In unsupervised learning, the model is given a set of unlabeled data. The model then learns to identify patterns in the data without any guidance from the user. For example, an unsupervised learning model could be trained to cluster similar images together by providing it with a set of images that have not been labeled.

The training process for an AI model can be very time-consuming and computationally expensive. This is because the model needs to be exposed to a large amount of data in order to learn to perform the task. However, the benefits of AI training can be significant. AI models can learn to perform tasks that would be difficult or impossible for humans to do, such as identifying objects in images or translating languages.
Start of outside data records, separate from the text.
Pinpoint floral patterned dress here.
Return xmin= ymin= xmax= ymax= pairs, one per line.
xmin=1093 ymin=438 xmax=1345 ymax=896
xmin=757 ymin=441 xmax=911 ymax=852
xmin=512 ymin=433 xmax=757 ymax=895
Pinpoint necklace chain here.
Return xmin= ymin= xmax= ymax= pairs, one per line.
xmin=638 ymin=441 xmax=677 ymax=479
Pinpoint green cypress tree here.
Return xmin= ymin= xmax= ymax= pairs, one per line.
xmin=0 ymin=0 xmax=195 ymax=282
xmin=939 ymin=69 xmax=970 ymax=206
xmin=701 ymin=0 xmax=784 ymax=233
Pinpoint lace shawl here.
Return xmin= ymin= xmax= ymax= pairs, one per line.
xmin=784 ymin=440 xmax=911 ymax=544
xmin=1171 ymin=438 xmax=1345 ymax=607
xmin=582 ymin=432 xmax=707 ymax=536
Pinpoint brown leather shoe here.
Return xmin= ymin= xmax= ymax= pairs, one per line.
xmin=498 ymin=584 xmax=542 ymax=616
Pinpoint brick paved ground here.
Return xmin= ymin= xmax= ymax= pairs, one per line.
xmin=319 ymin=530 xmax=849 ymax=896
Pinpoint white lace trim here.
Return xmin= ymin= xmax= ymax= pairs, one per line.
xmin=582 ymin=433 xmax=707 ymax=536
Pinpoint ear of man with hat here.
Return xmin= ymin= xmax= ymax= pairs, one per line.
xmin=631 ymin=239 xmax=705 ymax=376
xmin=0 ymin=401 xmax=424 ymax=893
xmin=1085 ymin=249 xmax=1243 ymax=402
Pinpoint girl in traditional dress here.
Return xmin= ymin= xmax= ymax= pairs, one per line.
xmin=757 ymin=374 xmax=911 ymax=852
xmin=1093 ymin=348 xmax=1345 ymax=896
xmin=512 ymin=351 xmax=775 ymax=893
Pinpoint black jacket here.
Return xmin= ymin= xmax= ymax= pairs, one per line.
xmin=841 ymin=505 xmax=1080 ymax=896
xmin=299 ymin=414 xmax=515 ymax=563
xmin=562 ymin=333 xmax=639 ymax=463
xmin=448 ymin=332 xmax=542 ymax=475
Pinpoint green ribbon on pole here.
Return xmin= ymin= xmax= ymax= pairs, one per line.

TRANSFORMER MODEL - A transformer model is a type of neural network that is used for natural language processing (NLP) tasks. It was first introduced in the paper "Attention Is All You Need" by Vaswani et al. (2017).

Transformer models work by attending to different parts of the input sequence. This allows them to learn long-range dependencies between words, which is essential for tasks such as machine translation and text summarization.

Transformer models have been shown to be very effective for a variety of NLP tasks. They have achieved state-of-the-art results on tasks such as machine translation, text summarization, and question answering.